The first deck that Jůza laid out was Red/White Allies with a low mana curve and a small green splash. All Eldrazis were moved to the side, and it looked like a decent deck. But with more than enough time left on the clock, Jůza wanted to explore his other options, and he laid out a focused White/Blue Fliers deck with a small red splash.

Unsure what the best build was, he sleeved up both decks, drew opening hands, and played a few sample games. Ultimately, Jůza decided to go for Red/White Allies.

Martin Jůza's Build – Grand Prix Lyon 2015

"I think I had exactly enough Allies to make it work," Jůza told me after he finished registering his deck. "Although I'm not a huge fan of cards like Expedition Envoy, the fact that it all worked together with my uncommon Allies was good enough for me. White/Blue Fliers looked nice at first, but lacked ways to win and would face problems closing out a game."

"I think I will have a hard time winning games without them," Jůza said but that, if he drew a Resolute Blademaster, his deck would be very powerful. During the byes, I watched Jůza play several practice games where he managed to curve out perfectly with early creatures into Ondu Champion and Resolute Blademaster, and he crushed his opponents with them.
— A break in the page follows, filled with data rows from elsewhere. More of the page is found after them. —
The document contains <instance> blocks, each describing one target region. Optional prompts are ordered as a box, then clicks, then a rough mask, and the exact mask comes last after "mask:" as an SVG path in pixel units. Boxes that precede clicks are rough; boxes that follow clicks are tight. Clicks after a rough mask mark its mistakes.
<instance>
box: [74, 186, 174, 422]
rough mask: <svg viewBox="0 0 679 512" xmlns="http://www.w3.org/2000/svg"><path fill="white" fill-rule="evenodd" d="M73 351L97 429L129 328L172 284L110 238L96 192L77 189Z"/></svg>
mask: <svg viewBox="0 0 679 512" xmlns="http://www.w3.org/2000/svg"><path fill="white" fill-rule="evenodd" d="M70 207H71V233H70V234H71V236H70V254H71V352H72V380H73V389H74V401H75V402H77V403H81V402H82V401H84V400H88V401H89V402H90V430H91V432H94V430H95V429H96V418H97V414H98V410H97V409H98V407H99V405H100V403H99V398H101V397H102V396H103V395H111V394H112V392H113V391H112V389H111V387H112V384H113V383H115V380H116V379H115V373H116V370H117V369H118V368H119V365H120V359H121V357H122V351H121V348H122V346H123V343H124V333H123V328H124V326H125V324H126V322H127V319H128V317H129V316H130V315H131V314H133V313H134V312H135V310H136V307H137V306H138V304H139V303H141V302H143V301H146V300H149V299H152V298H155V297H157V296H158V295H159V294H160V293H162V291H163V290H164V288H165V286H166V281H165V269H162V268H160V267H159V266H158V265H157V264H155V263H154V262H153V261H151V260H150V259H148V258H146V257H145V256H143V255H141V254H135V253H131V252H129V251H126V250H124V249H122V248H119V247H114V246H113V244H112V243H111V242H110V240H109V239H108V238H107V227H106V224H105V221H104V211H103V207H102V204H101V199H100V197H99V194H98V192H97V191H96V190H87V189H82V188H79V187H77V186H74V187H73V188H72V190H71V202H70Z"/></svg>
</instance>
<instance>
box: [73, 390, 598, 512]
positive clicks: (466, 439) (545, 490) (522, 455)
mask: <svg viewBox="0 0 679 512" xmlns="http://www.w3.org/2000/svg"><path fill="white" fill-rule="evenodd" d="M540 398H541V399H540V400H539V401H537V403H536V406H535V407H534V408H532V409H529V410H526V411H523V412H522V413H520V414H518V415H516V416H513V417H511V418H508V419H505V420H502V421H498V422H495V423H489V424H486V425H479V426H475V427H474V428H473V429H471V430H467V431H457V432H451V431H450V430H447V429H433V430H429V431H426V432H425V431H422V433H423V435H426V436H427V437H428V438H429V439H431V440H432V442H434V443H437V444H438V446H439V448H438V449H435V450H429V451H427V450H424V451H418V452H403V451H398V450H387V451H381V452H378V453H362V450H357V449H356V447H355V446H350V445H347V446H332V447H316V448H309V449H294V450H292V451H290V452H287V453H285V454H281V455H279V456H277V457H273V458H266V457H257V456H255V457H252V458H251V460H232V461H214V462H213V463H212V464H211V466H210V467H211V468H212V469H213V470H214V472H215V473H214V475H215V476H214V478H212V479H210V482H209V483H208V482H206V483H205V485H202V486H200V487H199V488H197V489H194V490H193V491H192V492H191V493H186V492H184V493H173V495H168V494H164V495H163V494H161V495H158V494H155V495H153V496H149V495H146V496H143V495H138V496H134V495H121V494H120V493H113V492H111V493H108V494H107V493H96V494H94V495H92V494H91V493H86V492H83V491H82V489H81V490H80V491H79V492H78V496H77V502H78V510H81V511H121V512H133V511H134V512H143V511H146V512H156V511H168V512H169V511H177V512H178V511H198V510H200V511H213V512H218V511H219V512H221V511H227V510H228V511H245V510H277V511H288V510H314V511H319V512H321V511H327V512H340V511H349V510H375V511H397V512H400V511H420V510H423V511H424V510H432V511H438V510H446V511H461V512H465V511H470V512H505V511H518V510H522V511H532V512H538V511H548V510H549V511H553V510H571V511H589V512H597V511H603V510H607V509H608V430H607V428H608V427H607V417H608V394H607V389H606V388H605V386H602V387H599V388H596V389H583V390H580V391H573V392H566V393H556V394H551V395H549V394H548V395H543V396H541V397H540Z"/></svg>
"I considered playing red-white without the green," Jůza explained. But he decided against it because the green cards offered him additional ways to break through a board stall and to trigger his Resolute Blademasters. His list had two Forests, which along with the two Evolving Wilds gave him four sources of green mana. "That's enough for a 4-drop and two 6-drops." Given that he had a double-white card in Stasis Snare and a double-red card in Rolling Thunder, he didn't want to risk drawing multiple Forests. His heavy color requirements were also the reason why Blighted Gorge and Exert Influence didn't make his main deck.

"Akoum Stonewalker and Tandem Tactics were among the last cards that I cut from my deck," Jůza said. "There is a limit on how many early creatures and aggressive cards you can play, and my other early drops were better."

After seven rounds, Jůza had managed a 6-1 record, which meant that he would only would have to win one out of his next two matches to make it to the second day of competition. "My deck is pretty good and in the first three rounds my opponents didn't put up much resistance. But I just lost to an opponent who used Oblivion Sower to ramp into a Quarantine Field that exiled my whole board," Jůza said. "The only thing I might change about my deck, in hindsight, is to possibly play Akoum Stonewaker over Courier Griffin. But overall my deck is fine."